Elle ajoute que la situation financière précaire de beaucoup de Neuchâteloises et Neuchâtelois peut également avoir une influence, tout comme le manque de structures d'accueil pour la petite enfance. «Chez les femmes que nous rencontrons, les motifs financiers, comme le chômage ou le fait de ne pas pouvoir assumer un enfant de plus, reviennent de plus en plus souvent», note Nadia Hügli. «Et nous observons que l'avortement concerne beaucoup de femmes âgés entre 25 et 35 ans.» Gisèle Ory admet elle aussi des problèmes à régler dans ces domaines. «Les interruptions de grossesse touchent beaucoup les Neuchâteloises un peu plus âgées, et non les adolescentes. Le chômage ou le stress semblent effectivement jouer un rôle.»

Les jeunes concernées

Le taux d'avortement chez les adolescentes constitue une seconde particularité neuchâteloise. Même si ce n'est pas cette tranche d'âge que qui est la plus concernée – mais celle des 20-35 ans – le canton enregistre tout de même l'un des plus fort taux d'interruptions de grossesse chez les jeunes filles de 15 à 19 ans, après Nidwald, Appenzell Rhodes-Intérieur et Obwald. «A Neuchâtel, il y a de l'information sexuelle scolaire à tous les niveaux.

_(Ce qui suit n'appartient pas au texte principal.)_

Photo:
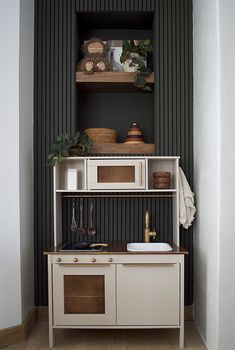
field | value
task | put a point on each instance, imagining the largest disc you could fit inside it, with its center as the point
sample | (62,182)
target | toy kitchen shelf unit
(119,177)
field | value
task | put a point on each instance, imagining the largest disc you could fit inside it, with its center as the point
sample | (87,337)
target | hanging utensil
(91,230)
(81,230)
(73,222)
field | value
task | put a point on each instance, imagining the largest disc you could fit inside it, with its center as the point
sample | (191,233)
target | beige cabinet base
(139,291)
(148,294)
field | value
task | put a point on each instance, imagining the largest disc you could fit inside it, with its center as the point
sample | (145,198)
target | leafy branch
(143,48)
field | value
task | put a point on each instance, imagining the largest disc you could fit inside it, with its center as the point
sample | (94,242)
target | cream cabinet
(116,291)
(148,294)
(84,294)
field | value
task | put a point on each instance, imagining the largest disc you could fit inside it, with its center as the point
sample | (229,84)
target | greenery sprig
(142,48)
(61,146)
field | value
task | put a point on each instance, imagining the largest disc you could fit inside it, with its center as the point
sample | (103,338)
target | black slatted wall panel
(55,106)
(54,113)
(174,98)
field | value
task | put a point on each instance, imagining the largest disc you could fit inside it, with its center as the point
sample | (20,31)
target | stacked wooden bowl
(161,180)
(102,135)
(134,135)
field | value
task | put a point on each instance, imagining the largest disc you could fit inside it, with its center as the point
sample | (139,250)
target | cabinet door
(148,294)
(84,295)
(116,174)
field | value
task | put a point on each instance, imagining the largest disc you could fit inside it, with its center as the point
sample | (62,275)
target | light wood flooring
(144,339)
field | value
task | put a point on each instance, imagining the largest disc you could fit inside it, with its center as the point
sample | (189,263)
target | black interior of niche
(119,219)
(115,110)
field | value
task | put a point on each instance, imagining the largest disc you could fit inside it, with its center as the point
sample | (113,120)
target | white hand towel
(186,201)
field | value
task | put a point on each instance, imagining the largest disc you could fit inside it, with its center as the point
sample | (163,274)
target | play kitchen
(92,281)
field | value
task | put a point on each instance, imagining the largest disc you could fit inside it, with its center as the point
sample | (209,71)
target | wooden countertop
(113,248)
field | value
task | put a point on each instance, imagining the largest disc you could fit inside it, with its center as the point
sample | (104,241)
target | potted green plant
(63,146)
(134,57)
(81,144)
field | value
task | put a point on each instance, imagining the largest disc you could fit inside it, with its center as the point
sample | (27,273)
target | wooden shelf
(123,148)
(109,82)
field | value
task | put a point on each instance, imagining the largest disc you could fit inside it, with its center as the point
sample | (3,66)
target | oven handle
(82,264)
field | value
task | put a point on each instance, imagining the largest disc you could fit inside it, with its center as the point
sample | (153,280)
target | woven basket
(102,135)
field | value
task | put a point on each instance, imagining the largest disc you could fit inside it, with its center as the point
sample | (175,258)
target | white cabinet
(148,294)
(84,294)
(116,174)
(116,291)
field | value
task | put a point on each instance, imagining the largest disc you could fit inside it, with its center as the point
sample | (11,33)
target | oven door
(115,174)
(84,295)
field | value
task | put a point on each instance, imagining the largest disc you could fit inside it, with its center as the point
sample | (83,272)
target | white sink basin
(148,247)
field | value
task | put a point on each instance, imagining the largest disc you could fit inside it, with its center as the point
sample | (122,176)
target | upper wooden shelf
(109,82)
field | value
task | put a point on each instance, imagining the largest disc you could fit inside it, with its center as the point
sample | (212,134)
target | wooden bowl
(102,135)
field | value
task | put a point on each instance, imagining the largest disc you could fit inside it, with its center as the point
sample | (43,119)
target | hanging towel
(186,201)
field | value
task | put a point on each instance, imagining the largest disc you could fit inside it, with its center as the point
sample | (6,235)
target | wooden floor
(144,339)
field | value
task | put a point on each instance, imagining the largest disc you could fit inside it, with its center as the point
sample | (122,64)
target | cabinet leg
(51,337)
(181,338)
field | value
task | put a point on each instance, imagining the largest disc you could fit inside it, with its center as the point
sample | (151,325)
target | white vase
(128,68)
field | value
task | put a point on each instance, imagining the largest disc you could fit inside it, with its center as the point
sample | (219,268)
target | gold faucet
(147,232)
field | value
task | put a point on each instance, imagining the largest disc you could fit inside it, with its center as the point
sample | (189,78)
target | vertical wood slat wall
(55,112)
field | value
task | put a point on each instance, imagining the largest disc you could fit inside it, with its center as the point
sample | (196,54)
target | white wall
(16,287)
(206,153)
(26,153)
(214,123)
(227,188)
(10,290)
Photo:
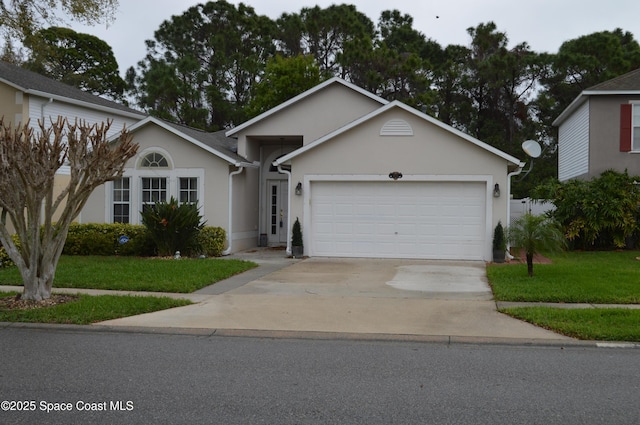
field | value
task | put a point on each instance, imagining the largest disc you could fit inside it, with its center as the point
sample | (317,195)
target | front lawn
(137,274)
(573,277)
(601,324)
(86,309)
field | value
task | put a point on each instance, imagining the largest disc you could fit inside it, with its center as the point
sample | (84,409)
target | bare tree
(28,164)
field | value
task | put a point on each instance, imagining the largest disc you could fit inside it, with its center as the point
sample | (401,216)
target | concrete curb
(337,336)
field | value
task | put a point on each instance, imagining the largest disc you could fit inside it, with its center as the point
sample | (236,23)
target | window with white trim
(154,160)
(122,200)
(153,179)
(154,189)
(188,190)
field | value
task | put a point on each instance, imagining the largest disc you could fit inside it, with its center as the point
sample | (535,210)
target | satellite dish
(532,148)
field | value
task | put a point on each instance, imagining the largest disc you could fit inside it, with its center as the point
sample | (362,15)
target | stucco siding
(604,127)
(431,154)
(11,104)
(573,144)
(186,160)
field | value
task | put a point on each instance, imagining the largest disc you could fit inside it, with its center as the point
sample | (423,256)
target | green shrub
(105,239)
(172,226)
(210,241)
(601,213)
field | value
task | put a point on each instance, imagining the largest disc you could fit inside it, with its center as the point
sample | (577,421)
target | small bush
(105,239)
(210,241)
(173,226)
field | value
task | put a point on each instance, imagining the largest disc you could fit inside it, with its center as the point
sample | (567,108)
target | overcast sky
(544,24)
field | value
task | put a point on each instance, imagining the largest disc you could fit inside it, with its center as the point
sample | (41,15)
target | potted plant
(499,244)
(297,248)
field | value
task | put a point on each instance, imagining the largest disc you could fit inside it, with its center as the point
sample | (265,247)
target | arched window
(154,160)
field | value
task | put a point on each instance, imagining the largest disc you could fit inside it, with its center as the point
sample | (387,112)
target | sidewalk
(354,298)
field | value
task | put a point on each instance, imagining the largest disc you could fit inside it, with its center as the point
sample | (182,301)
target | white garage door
(431,220)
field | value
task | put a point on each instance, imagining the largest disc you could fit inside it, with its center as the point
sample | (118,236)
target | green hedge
(211,241)
(105,239)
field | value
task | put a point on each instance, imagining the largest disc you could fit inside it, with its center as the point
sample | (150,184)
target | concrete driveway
(363,296)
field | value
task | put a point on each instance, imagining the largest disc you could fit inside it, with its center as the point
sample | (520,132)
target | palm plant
(534,234)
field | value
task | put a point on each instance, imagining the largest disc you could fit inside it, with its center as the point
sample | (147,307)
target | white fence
(519,207)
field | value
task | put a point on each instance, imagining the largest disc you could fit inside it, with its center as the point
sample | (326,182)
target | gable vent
(396,128)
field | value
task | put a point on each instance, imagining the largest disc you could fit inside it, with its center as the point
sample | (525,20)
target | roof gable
(383,109)
(629,82)
(33,83)
(216,144)
(300,97)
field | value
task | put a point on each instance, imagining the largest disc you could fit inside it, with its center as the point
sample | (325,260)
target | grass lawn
(137,274)
(602,324)
(575,277)
(90,309)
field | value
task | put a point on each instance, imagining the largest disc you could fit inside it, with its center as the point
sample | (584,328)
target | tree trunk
(37,290)
(530,264)
(38,279)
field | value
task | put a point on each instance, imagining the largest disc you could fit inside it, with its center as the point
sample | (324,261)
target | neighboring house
(366,177)
(600,130)
(26,96)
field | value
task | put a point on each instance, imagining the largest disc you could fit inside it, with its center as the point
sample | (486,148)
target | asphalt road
(141,378)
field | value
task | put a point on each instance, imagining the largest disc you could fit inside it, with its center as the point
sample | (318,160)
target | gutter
(288,173)
(44,105)
(512,174)
(230,224)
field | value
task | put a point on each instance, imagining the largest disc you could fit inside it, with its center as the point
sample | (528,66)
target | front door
(277,195)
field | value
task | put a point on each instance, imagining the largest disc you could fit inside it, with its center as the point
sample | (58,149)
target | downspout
(288,173)
(514,173)
(44,105)
(230,224)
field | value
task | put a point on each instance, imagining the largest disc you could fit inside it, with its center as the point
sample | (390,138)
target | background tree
(201,67)
(582,63)
(28,164)
(601,213)
(325,32)
(283,79)
(77,59)
(22,18)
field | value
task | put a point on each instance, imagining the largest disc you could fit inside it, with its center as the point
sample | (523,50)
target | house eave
(87,105)
(233,161)
(234,131)
(584,96)
(510,159)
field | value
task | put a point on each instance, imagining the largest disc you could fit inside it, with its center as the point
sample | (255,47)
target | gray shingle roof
(32,81)
(625,82)
(217,140)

Et en 9ème année, nous abordons les thèmes de l'avortement et des grossesses non désirées lors de Journées Santé. Nous touchons vraiment tous les âges». Elle ajoute que le canton connaît une forte progression des interruptions de grossesses médicamenteuses, qui ne se pratiquent que jusqu'à un délai de cinq semaines. «On voit que les Neuchâteloises sont bien informées et peuvent agir suffisamment tôt.» Une remarque qui corrobore une corrélation à l'encontre des idées reçues entre prévention et taux d'avortement. Il semblerait qu'une prévention plus forte débouche sur une activité sexuelle plus forte, et donc sur un taux d'avortement plus important in fine.